Urine Culture and Sensitivity
It is a good idea to have a urine culture and sensitivity test done at the same time as the urinalysis, particularly if bacteria is detected in the sample. Renal failure can sometimes be a result of a kidney infection. If an infection is present, the culture and sensitivity test will show what type of bacteria is present and allow the vet to treat it with specific antibiotics.
Urine Protein Creatinine (Urine P:C) Ratio
E.R.D. HealthScreen Feline Urine Test
A biopsy is the most certain method of obtaining direct evidence of the state of the kidneys. However, biopsies can be somewhat dangerous procedures and may not add much to the diagnostic picture. If a biopsy is to be done, have a blood clotting profile(or coagulation test) done beforehand. Sedation or anesthetic may be required. Be sure there is a blood source for transfusion in case of unexpected bleeding during the biopsy procedure.
For detailed information on renal biopsies, see this link – Renal biopsies: What are some benefits and risks
GFR Testing – Iohexol Clearance Test
Unlike BUN and serum creatinine tests which do not register deterioration of kidney function until 70% or more of nephrons are non-functional, the GFR (Glomerular Filtration Rate) test is directly related to the functional renal mass and thus can give a much earlier indication of renal failure.

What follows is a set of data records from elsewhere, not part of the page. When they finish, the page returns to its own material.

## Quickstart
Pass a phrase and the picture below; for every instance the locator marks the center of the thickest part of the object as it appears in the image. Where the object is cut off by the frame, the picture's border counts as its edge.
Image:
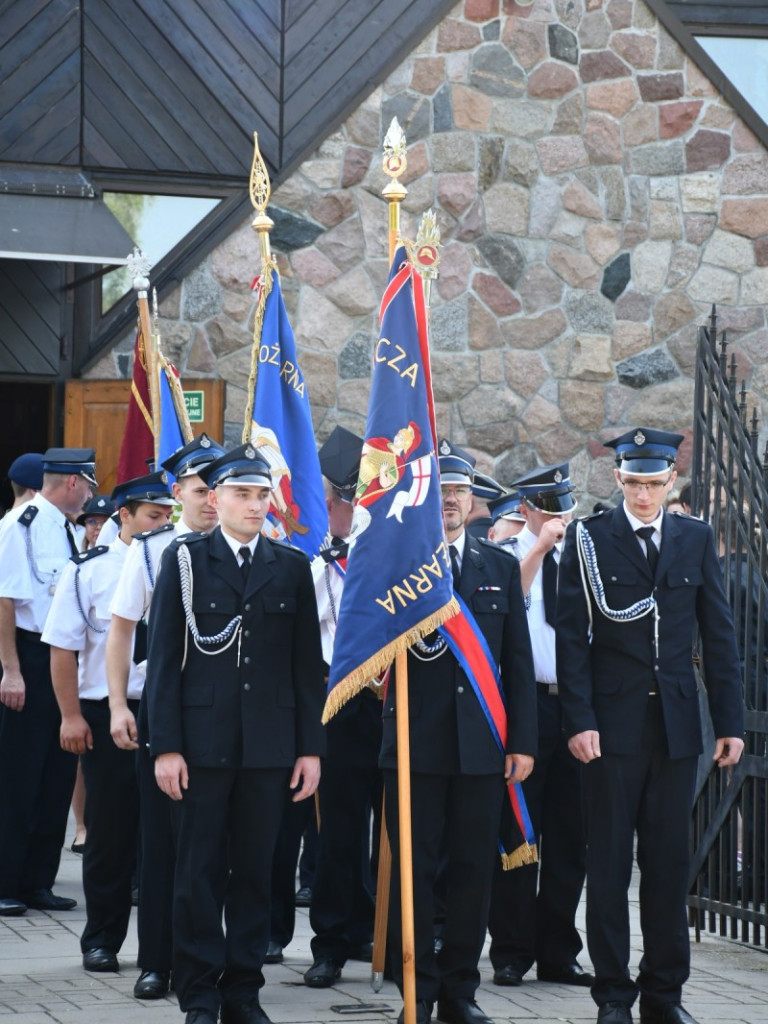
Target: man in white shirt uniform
(76, 630)
(526, 927)
(36, 544)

There is currently no recommended protocol for using the GFR test on a routine basis in healthy animals. The value of early detection, however, increases as drug and other therapeutic measures are improved. This suggests that the test may be of some positive benefit as an adjunct to an annual physical for adult cats.

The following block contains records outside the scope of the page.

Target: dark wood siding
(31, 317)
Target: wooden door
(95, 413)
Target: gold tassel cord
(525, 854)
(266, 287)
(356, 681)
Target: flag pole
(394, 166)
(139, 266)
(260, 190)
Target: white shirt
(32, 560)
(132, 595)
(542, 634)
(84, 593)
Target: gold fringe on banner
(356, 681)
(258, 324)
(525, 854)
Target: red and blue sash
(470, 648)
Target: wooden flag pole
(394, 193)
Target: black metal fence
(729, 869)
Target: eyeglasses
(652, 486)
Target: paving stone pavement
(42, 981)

Essentially, the GFR test measures the rate at which the kidneys clear a tagged substance from the system. While the clearance rate of creatinine or insulin can be used, the new standard for GFR testing is iohexol. Iohexol is a radiographic substance developed for use in many diagnostic procedures. It is entirely excreted by the kidneys through the process of glomerular filtration. Measuring the amount remaining in the system at carefully measured intervals can give an accurate measure of the mass of functioning kidney tissue.
The test is performed by administering a single intravenous dose of iohexol at 300mg/kg. The time of the administration is recorded to the nearest minute. Three to four ml blood samples are then drawn two, three and four hours after the administration. The samples are labeled with the owner’s name, animal I.D. and time of sampling. The blood is allowed to clot and the serum samples are transferred to plastic vials labeled with the exact sampling time. The samples are chilled and shipped to the testing laboratory where the concentration of iohexol will be measured. By extension, these measurements will be used to calculate the functioning kidney mass.

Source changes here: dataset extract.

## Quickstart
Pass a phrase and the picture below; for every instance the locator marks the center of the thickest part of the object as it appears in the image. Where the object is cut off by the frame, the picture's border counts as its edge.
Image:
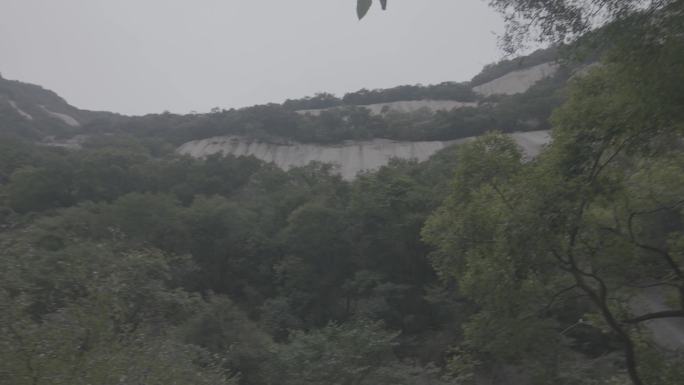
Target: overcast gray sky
(144, 56)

An ultrasound will tell you the condition of the cat’s kidneys (whether normal or shrunken) and will give you a baseline for the future. Ultrasounds are certainly not stress-free for the cat, but they are non-invasive, rarely require sedation or an anesthetic to perform the procedure and there is no radiation danger. Your cat’s fur will be shaved in the area where the ultrasound is being done. Not all veterinary offices are equipped to do ultrasound testing and you may be referred to another facility.